- Theatrical release poster
- Directed by: Vicente Aranda
- Written by: Vicente Aranda Alvaro del Amo Fernando G. Delgado
- Produced by: Andrés Vicente López
- Starring: Laura Morante Miguel Angel Garcia José Coronado
- Cinematography: Flavio Martínez Labiano
- Edited by: Teresa Font
- Music by: José Nieto
- Distributed by: Lola Films
- Release date: 20 February 1998;
- Running time: 104 minutes
- Country: Spain
- Language: Spanish

= The Naked Eye (1998 film) =

The Naked Eye (La Mirada del Otro) is a 1998 Spanish film directed and co-written by Vicente Aranda, adapted from a novel by Fernando G. Delgado. It stars Laura Morante, Miguel Ángel García and José Coronado. The film is an erotic psychodrama, an exploration of female sexual desire.
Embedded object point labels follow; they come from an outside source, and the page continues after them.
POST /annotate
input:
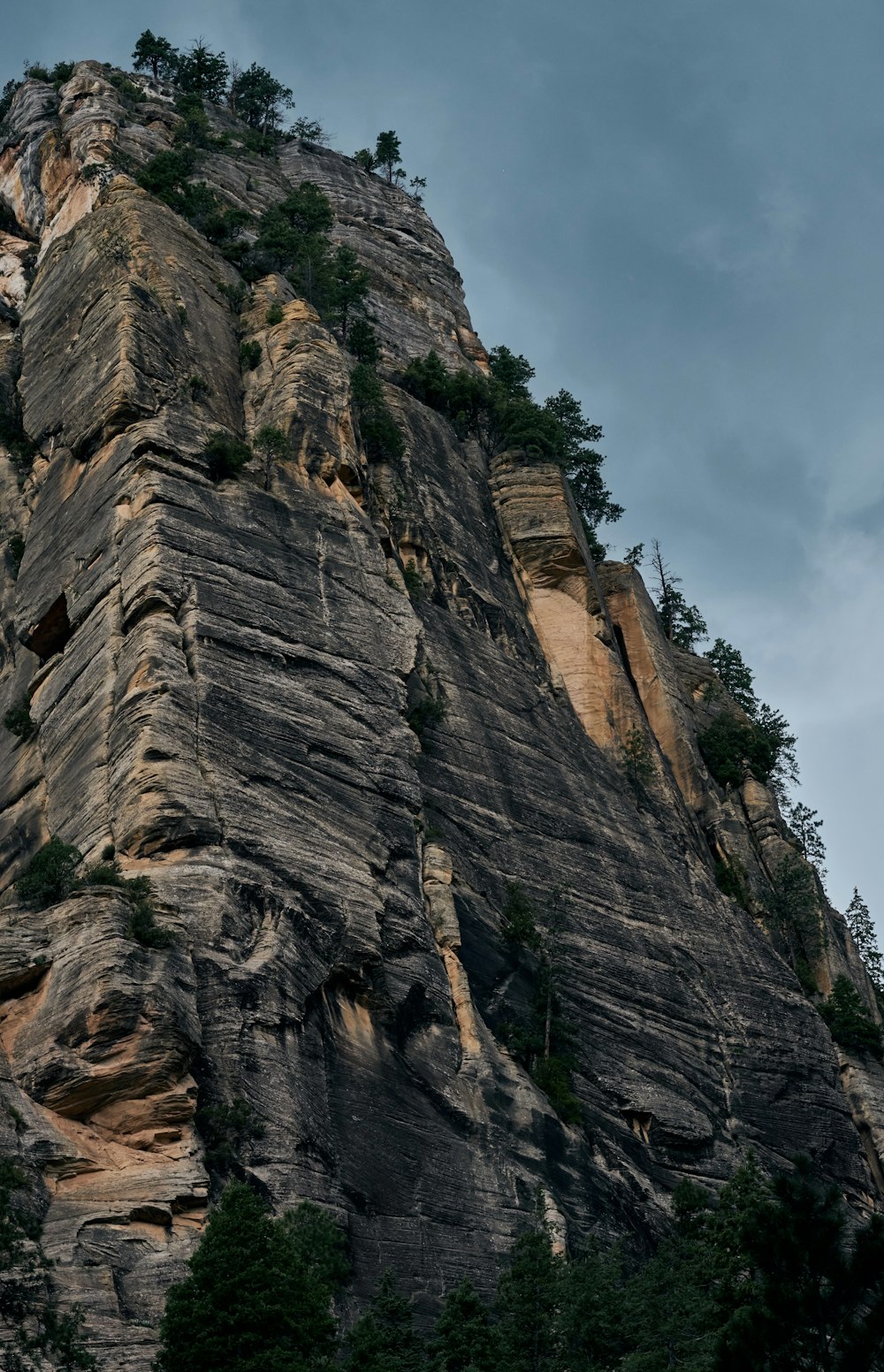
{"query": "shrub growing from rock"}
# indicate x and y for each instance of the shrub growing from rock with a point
(50, 875)
(225, 456)
(850, 1024)
(18, 720)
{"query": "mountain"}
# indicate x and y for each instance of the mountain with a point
(320, 731)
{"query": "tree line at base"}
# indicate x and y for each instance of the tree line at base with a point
(769, 1277)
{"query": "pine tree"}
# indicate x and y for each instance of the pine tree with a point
(806, 825)
(384, 1339)
(387, 154)
(257, 97)
(682, 623)
(463, 1337)
(781, 741)
(349, 288)
(862, 927)
(733, 674)
(156, 54)
(255, 1300)
(203, 72)
(528, 1302)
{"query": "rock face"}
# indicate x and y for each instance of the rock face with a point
(223, 678)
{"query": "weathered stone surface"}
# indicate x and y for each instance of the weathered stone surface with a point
(223, 678)
(416, 298)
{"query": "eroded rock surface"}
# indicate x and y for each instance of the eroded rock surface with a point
(226, 682)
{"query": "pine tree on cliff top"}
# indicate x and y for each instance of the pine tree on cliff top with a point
(862, 927)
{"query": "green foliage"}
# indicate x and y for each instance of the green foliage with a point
(129, 92)
(415, 583)
(141, 925)
(7, 95)
(14, 438)
(544, 1041)
(387, 154)
(499, 410)
(862, 927)
(255, 1298)
(194, 129)
(794, 911)
(552, 1074)
(156, 54)
(235, 293)
(384, 1339)
(18, 720)
(518, 918)
(347, 290)
(730, 743)
(248, 354)
(528, 1305)
(733, 674)
(202, 72)
(257, 97)
(15, 545)
(309, 131)
(226, 456)
(362, 342)
(463, 1339)
(50, 875)
(377, 429)
(781, 743)
(271, 447)
(850, 1024)
(681, 621)
(637, 758)
(806, 977)
(806, 825)
(770, 1277)
(225, 1131)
It premiered at the 48th Berlin International Film Festival in 1998 where it was nominated for the Golden Bear.

Aranda objects to labeling of his film as an "erotic film", instead he defines it as "psycho-erotic": "[The heroine,] Begoña's ambition is transparency. (...) She wants to enjoy life in its widest expression, and looks for clarity through sex."

==Plot==
Begoña is a thirty-something consultant who has rebelled against her upper-middle-class background and has overdone it with sex ever since her youth. On recommendation of her psychoanalyst, she keeps a video diary of her encounters using a palm-sized video gadget called "The Owl".

On Christmas Eve, reluctantly, Begoña goes to have dinner with her dysfunctional family: her stern mother, her married brother and her younger sister. Soon, Begoña, the family’s black sheep, clashes with her relatives. She leaves abruptly in disharmony, only her sister seems sympathetic towards her. The same night in a bar, Begoña is befriended by Daniel, a solitary handsome man in his late teens. The attractive and self-assured Begoña draws his attention, but when her on-and-off ex-boyfriend Elio, an adventurous biker, shows up at the bar, an argument ensues between Elio and Daniel.

The next morning Begoña wakes up in her bed with Daniel next to her. Drunk as she was, she does not remember what had happened. They had sex, he tells her, and it was wild. Young, rich and without any real occupation, Daniel starts to pursue Begoña relentlessly, but, although she is flattered, she ignores him. He is far from her only love interest. Besides Daniel and Elio, there is Ramón, Begoña’s coworker and sometimes lover. She is tired of him and rebuffs his advances coldly. Only Ignacio, an older painter, seems to hold her interest. Old enough to be her father, Begoña has been Ignacio’s lover for many years. Although Daniel has followed her to Ignacio’s house, he is not deterred in his interest in Begoña.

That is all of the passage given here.